President Donald Trump has until Saturday, May 18, to decide if imported BMWs and Toyota truck parts are a threat to America’s national security.

This process began a year ago when the Commerce Department launched a Section 232 investigation into foreign autos and auto parts. The president already has used that section of 1962 law to put taxes on imported steel and aluminum — key ingredients in American-made cars, trucks and SUVs.

Next could be imported autos and auto parts. The review period expires in the week ahead, although the administration could extend it, thereby extending the uncertainty.

Imported autos and auto parts face the threat of a 25 percent U.S. tariff. A Toyota executive told Reuters the tax would add $1,800 to the price of a Camry, even though most of that car’s parts and the car itself are made in America.
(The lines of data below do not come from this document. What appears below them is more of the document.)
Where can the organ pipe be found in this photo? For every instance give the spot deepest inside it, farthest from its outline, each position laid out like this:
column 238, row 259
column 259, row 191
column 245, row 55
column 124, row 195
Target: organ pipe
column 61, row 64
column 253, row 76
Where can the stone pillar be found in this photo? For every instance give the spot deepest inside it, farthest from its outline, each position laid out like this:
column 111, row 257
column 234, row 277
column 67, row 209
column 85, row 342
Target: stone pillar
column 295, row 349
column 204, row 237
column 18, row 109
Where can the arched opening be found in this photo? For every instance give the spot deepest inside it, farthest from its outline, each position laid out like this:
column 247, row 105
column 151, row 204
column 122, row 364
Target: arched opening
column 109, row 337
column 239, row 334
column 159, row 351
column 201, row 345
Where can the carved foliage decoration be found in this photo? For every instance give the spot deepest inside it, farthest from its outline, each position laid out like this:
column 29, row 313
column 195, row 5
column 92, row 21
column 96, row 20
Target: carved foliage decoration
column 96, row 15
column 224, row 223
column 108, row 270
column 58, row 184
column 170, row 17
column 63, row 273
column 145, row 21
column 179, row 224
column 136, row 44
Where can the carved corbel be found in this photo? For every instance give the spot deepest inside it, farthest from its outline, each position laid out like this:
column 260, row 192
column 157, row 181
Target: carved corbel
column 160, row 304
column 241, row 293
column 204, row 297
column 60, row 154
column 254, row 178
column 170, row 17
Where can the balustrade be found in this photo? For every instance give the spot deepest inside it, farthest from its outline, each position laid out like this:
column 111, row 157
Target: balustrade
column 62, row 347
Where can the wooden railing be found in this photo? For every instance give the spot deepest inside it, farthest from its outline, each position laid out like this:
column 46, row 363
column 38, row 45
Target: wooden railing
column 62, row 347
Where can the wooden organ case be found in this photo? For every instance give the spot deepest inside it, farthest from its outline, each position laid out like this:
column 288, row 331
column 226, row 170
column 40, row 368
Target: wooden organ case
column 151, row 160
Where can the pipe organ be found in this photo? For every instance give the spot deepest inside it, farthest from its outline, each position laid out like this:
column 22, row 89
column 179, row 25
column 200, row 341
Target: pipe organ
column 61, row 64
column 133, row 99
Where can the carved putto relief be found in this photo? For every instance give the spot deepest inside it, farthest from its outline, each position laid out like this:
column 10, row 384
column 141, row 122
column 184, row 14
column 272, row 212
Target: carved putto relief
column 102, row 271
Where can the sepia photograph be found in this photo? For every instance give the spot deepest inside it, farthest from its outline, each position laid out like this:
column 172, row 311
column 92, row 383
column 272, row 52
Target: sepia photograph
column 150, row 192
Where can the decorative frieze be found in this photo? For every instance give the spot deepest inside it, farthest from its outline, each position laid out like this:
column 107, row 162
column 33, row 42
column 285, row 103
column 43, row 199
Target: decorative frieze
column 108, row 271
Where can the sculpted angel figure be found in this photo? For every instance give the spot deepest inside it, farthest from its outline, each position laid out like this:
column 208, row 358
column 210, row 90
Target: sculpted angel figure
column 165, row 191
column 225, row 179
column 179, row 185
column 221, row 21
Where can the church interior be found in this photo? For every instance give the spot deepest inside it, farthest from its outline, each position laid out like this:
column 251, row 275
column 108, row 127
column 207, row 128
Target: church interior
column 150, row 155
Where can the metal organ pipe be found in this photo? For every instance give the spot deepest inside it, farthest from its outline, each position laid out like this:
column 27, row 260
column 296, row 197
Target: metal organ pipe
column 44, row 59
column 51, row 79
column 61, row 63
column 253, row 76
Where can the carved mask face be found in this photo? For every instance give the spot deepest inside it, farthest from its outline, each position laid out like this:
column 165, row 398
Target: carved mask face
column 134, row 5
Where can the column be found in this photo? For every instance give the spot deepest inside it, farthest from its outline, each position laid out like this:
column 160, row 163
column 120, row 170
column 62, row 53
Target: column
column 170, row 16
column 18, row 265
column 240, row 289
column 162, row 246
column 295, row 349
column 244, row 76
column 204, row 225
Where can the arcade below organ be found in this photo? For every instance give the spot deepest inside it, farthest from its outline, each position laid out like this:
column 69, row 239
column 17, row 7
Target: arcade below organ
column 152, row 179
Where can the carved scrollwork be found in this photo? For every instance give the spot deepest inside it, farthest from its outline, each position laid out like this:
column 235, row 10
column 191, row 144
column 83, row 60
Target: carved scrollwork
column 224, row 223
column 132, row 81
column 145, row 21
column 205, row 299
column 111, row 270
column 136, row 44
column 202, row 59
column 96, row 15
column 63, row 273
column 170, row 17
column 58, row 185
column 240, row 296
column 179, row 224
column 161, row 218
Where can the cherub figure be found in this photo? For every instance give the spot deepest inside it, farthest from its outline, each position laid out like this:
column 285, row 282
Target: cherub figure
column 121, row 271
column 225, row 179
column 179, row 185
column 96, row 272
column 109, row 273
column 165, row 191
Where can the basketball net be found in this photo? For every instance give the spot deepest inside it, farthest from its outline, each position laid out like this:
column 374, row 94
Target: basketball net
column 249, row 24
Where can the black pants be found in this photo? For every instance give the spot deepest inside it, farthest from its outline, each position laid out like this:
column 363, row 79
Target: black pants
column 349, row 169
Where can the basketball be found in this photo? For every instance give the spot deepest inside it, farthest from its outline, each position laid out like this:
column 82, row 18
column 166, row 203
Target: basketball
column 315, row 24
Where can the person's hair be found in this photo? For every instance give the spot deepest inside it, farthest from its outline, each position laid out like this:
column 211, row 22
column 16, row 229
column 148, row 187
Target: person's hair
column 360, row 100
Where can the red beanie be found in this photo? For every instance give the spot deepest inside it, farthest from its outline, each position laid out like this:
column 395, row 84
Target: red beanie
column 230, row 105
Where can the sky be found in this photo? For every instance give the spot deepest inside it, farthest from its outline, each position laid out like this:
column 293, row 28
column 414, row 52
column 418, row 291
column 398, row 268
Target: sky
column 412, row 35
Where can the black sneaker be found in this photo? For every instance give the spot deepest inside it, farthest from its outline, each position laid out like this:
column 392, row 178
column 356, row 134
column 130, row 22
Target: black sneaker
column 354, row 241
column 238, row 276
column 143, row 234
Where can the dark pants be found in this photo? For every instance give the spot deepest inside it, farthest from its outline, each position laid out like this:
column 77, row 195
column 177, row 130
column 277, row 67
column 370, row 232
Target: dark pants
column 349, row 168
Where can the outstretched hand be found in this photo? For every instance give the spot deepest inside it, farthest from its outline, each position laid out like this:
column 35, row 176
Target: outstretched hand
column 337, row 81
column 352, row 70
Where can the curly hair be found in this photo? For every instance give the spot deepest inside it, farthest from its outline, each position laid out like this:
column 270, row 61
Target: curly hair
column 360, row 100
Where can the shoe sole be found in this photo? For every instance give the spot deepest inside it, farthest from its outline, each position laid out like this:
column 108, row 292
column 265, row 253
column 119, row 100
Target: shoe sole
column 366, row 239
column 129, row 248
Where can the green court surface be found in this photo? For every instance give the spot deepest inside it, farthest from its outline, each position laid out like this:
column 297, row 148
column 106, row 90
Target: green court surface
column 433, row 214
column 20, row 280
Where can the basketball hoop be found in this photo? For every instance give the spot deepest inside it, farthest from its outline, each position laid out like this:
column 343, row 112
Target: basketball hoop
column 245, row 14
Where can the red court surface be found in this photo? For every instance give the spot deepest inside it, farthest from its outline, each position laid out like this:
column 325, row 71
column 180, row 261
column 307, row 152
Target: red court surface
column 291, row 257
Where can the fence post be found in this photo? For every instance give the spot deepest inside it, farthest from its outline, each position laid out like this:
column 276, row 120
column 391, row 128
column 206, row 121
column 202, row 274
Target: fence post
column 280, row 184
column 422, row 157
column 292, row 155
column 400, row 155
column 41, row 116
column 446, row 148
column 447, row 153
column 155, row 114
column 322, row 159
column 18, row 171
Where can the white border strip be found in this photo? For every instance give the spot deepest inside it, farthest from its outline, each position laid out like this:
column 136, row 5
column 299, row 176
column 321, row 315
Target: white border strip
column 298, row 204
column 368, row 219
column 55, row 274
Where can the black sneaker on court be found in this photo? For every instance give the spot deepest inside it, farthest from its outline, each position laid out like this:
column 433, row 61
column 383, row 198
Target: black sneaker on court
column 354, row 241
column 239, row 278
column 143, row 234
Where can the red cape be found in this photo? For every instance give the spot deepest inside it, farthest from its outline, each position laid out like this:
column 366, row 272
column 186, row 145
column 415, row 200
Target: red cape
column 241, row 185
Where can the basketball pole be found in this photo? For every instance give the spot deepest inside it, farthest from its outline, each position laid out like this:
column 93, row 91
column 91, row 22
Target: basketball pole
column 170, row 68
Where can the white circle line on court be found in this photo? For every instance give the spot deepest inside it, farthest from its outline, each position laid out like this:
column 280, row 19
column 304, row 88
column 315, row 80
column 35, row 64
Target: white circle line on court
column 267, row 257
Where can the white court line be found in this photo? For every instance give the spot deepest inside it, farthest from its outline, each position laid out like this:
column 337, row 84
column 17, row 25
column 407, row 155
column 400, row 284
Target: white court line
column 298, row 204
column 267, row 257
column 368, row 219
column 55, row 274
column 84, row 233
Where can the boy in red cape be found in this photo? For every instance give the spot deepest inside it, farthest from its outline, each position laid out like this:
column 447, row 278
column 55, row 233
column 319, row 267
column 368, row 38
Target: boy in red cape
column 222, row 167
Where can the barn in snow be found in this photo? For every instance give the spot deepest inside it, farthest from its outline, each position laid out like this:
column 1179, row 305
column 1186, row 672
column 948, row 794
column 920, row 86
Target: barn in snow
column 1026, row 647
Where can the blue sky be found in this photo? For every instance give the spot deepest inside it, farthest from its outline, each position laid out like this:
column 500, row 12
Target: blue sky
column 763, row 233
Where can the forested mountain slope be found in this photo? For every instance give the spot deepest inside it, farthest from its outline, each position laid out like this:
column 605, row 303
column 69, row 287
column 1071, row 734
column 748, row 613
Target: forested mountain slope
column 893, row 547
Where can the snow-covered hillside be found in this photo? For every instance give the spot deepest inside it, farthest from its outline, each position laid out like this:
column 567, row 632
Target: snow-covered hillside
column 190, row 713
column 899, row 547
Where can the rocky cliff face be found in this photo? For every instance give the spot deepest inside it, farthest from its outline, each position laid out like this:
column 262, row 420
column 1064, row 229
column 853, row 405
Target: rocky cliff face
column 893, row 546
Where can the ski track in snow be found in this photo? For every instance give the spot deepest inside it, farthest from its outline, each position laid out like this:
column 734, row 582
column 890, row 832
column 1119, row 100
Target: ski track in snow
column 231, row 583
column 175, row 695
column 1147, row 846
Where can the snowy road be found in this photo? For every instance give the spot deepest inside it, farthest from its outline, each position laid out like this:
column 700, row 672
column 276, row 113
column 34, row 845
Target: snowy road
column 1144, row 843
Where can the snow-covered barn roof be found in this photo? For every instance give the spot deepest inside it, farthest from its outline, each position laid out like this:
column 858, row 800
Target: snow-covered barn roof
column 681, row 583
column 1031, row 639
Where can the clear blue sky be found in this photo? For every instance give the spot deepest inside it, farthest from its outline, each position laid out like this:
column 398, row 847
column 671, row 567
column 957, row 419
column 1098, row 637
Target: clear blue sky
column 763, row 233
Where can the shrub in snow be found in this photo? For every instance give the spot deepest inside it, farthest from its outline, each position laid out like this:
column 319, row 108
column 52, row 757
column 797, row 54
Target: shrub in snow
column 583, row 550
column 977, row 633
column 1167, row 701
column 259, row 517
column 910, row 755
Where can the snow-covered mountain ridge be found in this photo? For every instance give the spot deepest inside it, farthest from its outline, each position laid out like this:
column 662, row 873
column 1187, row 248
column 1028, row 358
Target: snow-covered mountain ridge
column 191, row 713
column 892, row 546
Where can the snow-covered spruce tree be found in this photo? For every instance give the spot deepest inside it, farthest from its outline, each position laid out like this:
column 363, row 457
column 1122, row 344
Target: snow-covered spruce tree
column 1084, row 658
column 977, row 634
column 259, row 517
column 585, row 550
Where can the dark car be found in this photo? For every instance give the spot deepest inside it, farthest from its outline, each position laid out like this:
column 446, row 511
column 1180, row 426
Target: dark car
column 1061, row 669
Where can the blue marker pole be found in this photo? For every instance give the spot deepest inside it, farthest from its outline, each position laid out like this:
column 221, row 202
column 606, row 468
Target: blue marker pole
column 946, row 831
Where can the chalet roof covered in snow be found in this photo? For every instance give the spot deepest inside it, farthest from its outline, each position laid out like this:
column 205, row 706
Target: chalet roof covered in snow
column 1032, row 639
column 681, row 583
The tariffs “will be extremely disruptive to the U.S. economy, very expensive for the U.S. consumer, and could bring on a recession,” Jackson said. About half of the new cars and trucks sold by AutoNation last year were imports.

The White House has not made public the Commerce Department report making the case that foreign autos are a national security threat.

The president and China trading threats over trade have led to the S&P 500 stock index selling off more than 3 percent. A delay in a decision regarding foreign auto import tariffs may give the auto industry and investors a respite from this front of the trade war, but it doesn’t remove the risk.